COVID-19: The critical role of real-world evidence made real
In the article below, originally published in HLTH Matters, Carolyn Magill, CEO of Aetion, discusses the opportunity for real-world evidence (RWE) to answer critical questions about treatments and vaccines for COVID-19. This week, Aetion and the U.S. Food and Drug Administration (FDA) took a significant step in realizing this potential when they announced a new research collaboration to use real-world data (RWD) to advance the agency’s understanding of and response to COVID-19.
Read more from Carolyn about the impact RWD and RWE can have on addressing the pandemic below.
Keith, the 63-year-old father of an Aetion colleague, was managing his COVID-19 symptoms for two weeks at home, seemingly successfully. Then he suddenly took a turn for the worse. He was the last patient at his New York hospital to qualify for compassionate use of remdesivir.
My sister’s friend Jim, a healthy 49-year-old, was hospitalized for COVID-19 treatment for over a month. He participated in a randomized trial, and his care included ventilation, extracorporeal membrane oxygenation, hydroxychloroquine, a statin, tocilizumab, and maybe remdesivir.
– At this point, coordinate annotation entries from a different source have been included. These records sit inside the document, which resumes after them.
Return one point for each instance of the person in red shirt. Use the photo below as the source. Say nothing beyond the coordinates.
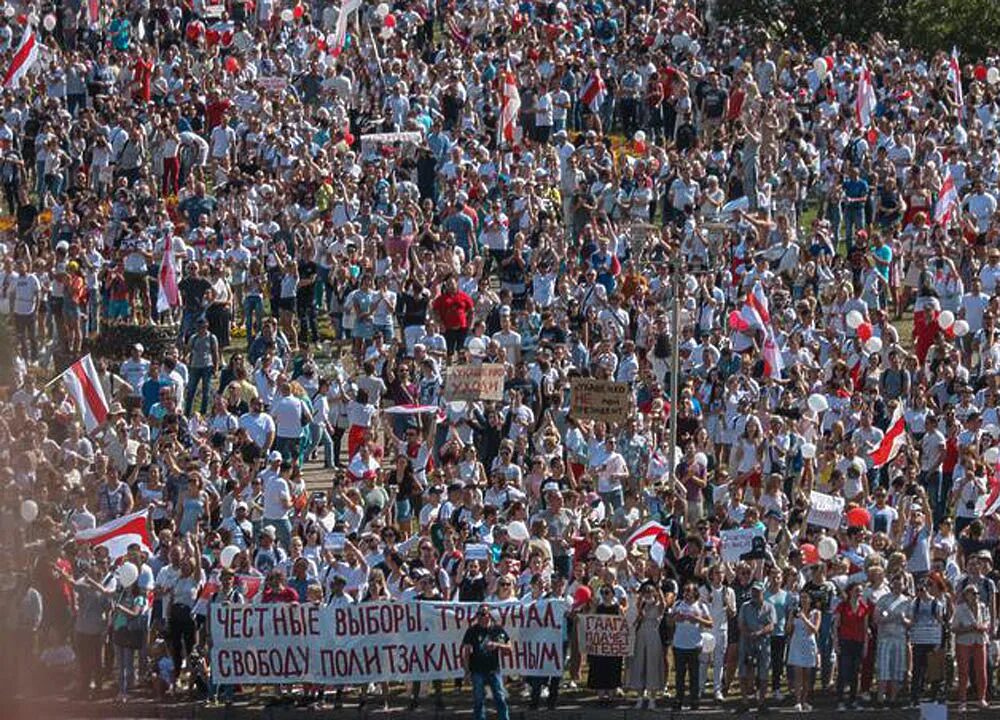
(850, 623)
(454, 308)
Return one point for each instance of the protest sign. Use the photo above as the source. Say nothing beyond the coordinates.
(825, 510)
(737, 543)
(605, 635)
(600, 399)
(475, 382)
(374, 642)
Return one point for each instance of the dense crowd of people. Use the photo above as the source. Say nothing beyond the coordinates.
(334, 206)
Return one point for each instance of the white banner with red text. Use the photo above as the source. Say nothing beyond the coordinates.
(373, 642)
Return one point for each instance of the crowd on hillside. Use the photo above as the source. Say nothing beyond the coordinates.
(333, 206)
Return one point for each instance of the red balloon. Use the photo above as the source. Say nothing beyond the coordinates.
(810, 555)
(858, 517)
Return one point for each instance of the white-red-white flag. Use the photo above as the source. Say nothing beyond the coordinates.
(947, 201)
(510, 106)
(167, 296)
(84, 386)
(24, 58)
(118, 534)
(593, 92)
(892, 441)
(865, 100)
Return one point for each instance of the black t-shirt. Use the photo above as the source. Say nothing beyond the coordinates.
(483, 660)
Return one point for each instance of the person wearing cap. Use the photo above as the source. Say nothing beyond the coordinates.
(756, 620)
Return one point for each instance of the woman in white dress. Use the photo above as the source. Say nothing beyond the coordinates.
(803, 625)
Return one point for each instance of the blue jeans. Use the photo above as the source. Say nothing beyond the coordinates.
(253, 309)
(204, 376)
(479, 682)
Max, my colleague’s 15-year-old son, experienced COVID-19 symptoms in the form of a nasty rash on his toes. His doctor advised him to wait and see.
And there are others: my college friend T.J. self-quarantined; my friend’s husband Gavin didn’t realize what he had until after he recovered. The list of people I know who have or have had this virus goes on.
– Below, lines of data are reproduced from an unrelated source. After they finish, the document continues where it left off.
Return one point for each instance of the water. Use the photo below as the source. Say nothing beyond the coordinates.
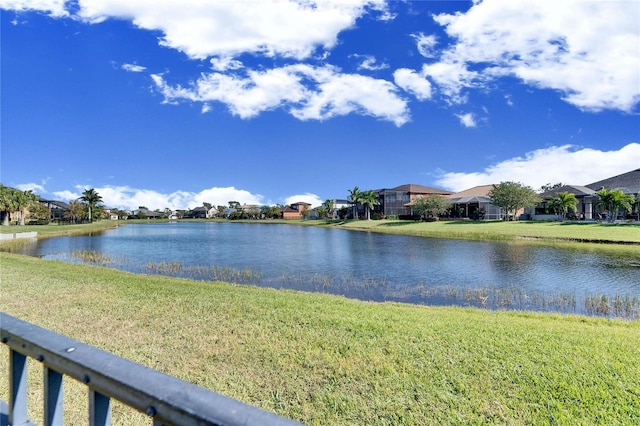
(368, 266)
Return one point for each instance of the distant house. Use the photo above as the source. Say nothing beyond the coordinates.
(475, 203)
(57, 209)
(395, 201)
(337, 205)
(587, 196)
(294, 211)
(197, 213)
(629, 183)
(584, 210)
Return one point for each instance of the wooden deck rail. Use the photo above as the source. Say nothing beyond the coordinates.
(165, 399)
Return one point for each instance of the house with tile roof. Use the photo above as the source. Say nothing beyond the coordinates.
(628, 182)
(475, 203)
(395, 201)
(295, 210)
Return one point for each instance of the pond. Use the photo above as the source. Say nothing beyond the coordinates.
(366, 265)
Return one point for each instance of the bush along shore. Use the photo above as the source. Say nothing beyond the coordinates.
(324, 359)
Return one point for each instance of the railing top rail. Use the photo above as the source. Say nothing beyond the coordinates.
(166, 398)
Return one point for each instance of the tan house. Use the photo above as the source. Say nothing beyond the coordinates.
(395, 201)
(474, 203)
(295, 210)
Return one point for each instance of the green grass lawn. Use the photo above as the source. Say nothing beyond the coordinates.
(324, 359)
(496, 230)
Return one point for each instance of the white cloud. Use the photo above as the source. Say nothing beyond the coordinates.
(307, 197)
(66, 195)
(36, 188)
(227, 28)
(567, 164)
(467, 120)
(54, 8)
(587, 50)
(310, 93)
(413, 83)
(125, 197)
(133, 68)
(426, 44)
(370, 63)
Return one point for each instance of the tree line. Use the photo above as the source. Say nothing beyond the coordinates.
(511, 196)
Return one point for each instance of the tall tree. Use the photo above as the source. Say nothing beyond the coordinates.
(612, 201)
(550, 186)
(512, 196)
(74, 211)
(7, 203)
(23, 201)
(369, 199)
(563, 203)
(329, 205)
(90, 197)
(354, 198)
(431, 206)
Who’s next? And how on earth will their doctors know which treatment is best for whom—and when? (Also, why is everyone I know who has had a COVID-19 diagnosis male?)
I’m not sure. But I’m certain that it’s critical we look to RWD, right now, for answers.
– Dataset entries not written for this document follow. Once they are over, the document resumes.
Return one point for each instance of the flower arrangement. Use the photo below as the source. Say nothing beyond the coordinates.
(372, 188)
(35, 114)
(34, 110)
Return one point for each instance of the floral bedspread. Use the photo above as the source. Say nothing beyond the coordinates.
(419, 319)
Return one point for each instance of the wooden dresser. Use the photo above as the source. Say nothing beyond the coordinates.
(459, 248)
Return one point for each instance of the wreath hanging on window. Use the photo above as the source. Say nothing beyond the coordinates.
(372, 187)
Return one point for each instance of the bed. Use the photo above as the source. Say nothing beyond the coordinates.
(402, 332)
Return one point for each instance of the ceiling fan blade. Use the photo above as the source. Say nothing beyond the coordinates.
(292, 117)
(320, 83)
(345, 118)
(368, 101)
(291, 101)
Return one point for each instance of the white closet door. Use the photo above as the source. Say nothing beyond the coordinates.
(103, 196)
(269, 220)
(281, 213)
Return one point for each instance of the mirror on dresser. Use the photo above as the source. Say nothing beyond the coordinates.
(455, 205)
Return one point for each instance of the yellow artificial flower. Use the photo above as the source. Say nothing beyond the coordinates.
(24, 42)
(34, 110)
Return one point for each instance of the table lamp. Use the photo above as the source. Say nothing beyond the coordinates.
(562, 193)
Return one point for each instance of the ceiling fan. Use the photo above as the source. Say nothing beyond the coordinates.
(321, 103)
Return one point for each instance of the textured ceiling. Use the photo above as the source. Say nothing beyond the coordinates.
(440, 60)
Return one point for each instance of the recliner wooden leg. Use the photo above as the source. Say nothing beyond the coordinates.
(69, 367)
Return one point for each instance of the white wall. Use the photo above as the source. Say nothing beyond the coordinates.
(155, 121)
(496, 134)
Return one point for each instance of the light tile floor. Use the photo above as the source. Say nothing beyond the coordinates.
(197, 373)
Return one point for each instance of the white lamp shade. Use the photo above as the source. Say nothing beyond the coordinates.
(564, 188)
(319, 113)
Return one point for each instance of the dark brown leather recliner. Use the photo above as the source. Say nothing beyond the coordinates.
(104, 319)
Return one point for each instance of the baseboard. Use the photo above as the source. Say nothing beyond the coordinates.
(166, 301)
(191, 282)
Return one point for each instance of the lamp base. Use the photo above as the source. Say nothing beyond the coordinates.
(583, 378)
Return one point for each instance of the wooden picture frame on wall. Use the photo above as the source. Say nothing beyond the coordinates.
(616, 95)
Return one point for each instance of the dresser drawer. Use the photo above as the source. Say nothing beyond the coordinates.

RWD represent our daily lives as captured by sources like health care claims, EHRs, labs, and wearable devices. These sources provide a rich and current—with as few as two- to three-day lag times—view of patient experiences. Looking at data collected in uncontrolled settings helps shed light on practice patterns and outcomes for people in different demographics and with various comorbidities. Dr. Scott Gottlieb, who’s on our Board, has made a point to say that while these data won’t be the sole basis of assessing and authorizing potential COVID-19 interventions, they are an important adjunct.
With the right level of scientific rigor, we can transform these data into RWE, evidence that is credible enough for conclusions on treatment safety and effectiveness. Moving rapidly but no less rigorously means using Aetion Evidence Platform® to consistently apply principled database epidemiology concepts; to quickly run and rerun analyses as data accrue; and to support transparency and replicability of results.
Naturally, we are not alone in looking to RWD for answers to address the COVID-19 crisis. We’re pleased to join with the Reagan-Udall Foundation for the FDA and Friends of Cancer Research in an effort, COVID-19 Evidence Accelerator, to combine forces (and data) and efficiently resolve key questions about COVID-19. It’s through this kind of cross-industry collaboration with data providers, government, academia, and health systems that we’ll deliver insights to the people who most need them.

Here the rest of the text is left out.